Timothy looked puzzled, but before he could say anything, there was a pounding at the front door, loud and determined enough to be heard down the hall. They waited for someone else to answer, but the knocking didn’t stop.

‘Piety? Boaz? Can one of you get the door? We are discussing our lesson plans,’ Timothy shouted – shouting across rooms was forbidden in the Blackwell house, but this didn’t seem to bother Timothy when it came to his own behaviour. ‘We have this time scheduled. We mustn’t be bothered.’ There was no answer. ‘Of course, she had to choose this afternoon to go for one of her long walks…’ Timothy muttered to himself. ‘Excuse me one moment, Nephew.’ He got up and left the room, then a few minutes later an angry voice filled the hall.
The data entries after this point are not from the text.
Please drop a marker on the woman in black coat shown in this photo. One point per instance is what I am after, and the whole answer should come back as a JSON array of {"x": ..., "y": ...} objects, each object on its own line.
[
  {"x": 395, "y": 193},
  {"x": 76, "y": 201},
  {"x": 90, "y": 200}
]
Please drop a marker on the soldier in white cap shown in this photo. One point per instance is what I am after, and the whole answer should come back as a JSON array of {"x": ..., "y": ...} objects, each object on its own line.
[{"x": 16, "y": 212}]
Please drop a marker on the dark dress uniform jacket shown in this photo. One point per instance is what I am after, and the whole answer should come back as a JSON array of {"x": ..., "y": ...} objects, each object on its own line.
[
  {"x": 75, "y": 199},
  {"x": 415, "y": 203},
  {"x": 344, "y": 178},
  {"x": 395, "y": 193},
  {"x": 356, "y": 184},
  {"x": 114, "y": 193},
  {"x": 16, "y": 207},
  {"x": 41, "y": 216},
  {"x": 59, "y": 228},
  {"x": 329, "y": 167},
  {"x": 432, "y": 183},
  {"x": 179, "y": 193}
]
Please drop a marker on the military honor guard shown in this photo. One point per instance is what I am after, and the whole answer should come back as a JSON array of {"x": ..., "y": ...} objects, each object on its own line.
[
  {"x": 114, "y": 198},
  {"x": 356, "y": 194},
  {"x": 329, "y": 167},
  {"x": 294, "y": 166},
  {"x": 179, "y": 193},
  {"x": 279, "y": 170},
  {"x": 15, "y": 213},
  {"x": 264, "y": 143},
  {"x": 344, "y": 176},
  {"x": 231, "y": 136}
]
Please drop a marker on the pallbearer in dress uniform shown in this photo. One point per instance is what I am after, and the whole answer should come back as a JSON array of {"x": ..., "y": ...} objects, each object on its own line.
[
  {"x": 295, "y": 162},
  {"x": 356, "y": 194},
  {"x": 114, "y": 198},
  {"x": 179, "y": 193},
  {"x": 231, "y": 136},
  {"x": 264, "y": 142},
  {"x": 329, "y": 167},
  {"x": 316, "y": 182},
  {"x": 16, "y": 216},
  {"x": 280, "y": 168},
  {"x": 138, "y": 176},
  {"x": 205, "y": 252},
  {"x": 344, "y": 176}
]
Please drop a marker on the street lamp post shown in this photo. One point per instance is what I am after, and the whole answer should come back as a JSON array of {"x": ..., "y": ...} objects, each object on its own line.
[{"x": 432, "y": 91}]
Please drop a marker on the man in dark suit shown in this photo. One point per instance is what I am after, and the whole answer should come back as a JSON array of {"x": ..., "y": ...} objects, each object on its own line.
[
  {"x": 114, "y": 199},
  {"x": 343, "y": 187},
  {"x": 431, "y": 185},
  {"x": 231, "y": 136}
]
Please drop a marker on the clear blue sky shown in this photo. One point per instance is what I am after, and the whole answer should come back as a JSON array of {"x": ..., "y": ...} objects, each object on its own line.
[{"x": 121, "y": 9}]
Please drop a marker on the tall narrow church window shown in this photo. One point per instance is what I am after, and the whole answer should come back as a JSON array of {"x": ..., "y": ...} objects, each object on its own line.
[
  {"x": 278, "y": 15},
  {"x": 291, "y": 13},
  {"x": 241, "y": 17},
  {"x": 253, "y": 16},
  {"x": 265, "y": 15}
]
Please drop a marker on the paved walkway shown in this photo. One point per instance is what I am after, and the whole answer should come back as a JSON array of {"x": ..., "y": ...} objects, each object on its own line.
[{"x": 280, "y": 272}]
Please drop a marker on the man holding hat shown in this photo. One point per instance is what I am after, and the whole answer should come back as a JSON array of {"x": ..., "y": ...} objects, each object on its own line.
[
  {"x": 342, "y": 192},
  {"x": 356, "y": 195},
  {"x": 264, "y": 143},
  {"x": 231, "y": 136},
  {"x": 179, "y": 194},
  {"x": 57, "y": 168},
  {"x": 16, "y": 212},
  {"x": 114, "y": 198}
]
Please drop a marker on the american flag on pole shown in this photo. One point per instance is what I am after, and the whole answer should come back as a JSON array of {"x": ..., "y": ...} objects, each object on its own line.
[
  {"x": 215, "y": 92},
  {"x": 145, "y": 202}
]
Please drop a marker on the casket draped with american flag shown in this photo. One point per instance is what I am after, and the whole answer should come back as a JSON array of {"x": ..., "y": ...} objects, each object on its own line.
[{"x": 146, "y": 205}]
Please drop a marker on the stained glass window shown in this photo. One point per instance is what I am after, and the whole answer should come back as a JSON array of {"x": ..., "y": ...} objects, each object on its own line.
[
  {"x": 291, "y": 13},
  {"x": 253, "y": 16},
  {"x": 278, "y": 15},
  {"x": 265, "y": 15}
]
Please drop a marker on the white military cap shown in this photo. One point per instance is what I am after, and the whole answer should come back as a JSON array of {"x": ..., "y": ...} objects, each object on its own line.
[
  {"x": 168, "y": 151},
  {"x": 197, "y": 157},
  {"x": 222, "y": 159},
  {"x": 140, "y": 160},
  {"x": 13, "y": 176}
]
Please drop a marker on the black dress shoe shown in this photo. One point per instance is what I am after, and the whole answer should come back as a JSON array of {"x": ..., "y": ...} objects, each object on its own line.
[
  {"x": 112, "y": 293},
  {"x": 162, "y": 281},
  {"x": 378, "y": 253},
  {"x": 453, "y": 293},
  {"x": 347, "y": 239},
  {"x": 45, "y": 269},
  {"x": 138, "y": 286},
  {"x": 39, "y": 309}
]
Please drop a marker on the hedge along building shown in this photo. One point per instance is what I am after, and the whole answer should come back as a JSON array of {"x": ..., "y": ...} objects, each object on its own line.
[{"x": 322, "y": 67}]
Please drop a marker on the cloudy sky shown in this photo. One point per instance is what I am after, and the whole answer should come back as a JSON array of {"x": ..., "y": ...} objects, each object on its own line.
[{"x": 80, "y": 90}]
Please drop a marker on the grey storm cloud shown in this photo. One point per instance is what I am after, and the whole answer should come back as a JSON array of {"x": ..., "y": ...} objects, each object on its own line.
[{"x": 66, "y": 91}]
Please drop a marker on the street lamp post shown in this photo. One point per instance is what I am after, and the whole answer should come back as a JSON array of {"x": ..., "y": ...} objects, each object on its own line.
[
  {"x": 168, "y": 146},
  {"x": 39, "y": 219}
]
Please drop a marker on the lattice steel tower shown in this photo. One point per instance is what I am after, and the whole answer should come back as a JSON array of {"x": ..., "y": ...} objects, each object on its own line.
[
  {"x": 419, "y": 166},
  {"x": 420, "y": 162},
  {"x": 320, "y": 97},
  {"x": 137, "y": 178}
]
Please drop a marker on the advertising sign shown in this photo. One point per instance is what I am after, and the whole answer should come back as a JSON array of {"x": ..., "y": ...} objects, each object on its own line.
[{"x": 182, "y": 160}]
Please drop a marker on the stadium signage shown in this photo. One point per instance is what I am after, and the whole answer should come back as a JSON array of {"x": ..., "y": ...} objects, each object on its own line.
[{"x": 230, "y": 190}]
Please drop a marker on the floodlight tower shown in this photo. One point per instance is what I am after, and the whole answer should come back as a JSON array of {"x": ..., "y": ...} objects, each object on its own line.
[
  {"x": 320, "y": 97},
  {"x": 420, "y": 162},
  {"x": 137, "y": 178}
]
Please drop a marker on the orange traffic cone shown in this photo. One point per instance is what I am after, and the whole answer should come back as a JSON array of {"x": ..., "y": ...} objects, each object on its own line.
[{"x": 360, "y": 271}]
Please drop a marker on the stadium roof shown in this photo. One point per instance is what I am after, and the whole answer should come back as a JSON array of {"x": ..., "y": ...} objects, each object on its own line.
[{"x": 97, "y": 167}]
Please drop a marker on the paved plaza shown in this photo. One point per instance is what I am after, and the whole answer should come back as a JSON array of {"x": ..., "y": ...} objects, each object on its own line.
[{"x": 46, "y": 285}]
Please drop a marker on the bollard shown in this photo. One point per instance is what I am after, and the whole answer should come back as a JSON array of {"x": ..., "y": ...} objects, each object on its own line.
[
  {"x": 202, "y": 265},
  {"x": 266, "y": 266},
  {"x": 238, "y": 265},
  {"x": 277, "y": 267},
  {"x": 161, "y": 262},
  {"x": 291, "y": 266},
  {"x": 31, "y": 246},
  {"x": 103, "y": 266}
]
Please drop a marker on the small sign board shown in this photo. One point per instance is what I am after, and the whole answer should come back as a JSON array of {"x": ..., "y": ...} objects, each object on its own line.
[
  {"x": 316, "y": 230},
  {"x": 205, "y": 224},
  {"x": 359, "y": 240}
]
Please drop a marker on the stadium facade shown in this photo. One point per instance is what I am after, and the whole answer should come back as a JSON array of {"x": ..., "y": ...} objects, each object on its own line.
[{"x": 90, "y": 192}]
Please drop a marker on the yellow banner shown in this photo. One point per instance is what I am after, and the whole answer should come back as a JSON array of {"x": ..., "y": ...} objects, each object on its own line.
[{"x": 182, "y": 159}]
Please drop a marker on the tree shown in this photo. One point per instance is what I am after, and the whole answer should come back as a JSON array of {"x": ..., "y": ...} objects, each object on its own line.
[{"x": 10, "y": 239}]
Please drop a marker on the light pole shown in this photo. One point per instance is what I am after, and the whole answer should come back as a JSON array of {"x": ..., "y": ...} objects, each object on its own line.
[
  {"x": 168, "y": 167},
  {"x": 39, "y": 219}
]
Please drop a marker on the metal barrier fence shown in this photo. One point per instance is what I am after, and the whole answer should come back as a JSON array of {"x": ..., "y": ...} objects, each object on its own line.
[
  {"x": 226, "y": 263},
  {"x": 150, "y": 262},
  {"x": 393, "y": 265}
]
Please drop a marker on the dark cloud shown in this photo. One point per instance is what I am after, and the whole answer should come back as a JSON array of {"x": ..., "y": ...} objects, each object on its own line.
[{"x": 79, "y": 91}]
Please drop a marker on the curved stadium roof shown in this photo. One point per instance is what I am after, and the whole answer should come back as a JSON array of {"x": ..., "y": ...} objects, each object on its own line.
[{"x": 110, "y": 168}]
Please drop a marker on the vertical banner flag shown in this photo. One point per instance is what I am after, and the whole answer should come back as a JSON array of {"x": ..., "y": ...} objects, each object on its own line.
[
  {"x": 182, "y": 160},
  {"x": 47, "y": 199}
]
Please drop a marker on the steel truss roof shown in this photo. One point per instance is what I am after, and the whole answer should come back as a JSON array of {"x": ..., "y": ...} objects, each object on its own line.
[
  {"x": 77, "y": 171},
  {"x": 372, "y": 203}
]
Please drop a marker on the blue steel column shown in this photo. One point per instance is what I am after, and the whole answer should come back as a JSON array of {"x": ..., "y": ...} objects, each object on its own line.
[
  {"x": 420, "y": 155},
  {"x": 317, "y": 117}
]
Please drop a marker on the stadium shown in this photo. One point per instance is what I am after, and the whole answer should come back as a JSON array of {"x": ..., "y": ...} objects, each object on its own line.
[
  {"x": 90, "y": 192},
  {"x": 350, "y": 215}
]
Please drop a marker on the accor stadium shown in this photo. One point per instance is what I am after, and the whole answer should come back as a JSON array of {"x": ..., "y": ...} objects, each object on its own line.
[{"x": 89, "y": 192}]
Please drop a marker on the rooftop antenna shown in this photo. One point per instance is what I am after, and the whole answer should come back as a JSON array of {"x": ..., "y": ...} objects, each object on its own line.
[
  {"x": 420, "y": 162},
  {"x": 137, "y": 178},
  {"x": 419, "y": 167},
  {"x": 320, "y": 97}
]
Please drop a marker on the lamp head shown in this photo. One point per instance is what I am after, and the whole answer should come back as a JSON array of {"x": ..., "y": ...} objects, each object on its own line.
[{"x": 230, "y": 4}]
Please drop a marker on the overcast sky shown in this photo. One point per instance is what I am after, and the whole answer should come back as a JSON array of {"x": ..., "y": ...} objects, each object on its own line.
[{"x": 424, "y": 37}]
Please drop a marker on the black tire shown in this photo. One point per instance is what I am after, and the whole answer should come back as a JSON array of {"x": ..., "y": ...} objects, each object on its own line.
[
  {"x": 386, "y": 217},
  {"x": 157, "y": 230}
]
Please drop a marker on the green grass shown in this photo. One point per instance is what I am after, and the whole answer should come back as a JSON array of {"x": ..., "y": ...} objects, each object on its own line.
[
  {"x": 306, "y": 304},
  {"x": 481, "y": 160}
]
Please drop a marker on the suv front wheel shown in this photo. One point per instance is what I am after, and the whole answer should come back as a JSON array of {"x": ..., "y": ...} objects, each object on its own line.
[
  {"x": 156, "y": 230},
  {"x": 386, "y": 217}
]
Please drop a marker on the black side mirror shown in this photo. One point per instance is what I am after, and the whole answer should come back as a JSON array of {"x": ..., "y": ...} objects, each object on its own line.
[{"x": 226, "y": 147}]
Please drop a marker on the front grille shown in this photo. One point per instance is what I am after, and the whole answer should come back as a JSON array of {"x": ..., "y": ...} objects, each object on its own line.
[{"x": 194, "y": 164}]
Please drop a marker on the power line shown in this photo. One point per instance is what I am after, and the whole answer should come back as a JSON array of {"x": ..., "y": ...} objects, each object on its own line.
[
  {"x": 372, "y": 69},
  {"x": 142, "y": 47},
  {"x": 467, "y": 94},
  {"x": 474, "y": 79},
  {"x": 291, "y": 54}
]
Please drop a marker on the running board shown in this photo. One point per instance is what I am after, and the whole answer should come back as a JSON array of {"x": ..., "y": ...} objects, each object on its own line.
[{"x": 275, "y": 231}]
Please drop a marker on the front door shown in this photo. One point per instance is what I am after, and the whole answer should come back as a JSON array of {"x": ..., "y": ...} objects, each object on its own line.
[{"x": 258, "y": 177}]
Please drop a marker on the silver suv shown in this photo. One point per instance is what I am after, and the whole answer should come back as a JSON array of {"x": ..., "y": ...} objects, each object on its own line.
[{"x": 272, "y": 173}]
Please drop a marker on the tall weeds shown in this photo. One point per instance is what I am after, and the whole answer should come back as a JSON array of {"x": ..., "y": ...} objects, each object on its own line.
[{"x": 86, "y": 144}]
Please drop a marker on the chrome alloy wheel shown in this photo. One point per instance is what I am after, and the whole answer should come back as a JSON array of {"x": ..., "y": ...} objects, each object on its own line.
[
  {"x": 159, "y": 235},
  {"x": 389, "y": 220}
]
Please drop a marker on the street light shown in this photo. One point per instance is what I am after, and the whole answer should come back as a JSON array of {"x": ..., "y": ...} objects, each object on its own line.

Elwyn went to see what the fuss was about, and once he was in view of the front door, a slender, red-faced man pointed furiously at him.

‘That’s him! That’s the forest trash that stole Miss Rhoad’s goat!’

The man pushed past Timothy and lunged sloppily at Elwyn. Elwyn had spent his life hunting; his reflexes were sharp. He dodged, and the man tripped on the carpet, landing face first on the floor.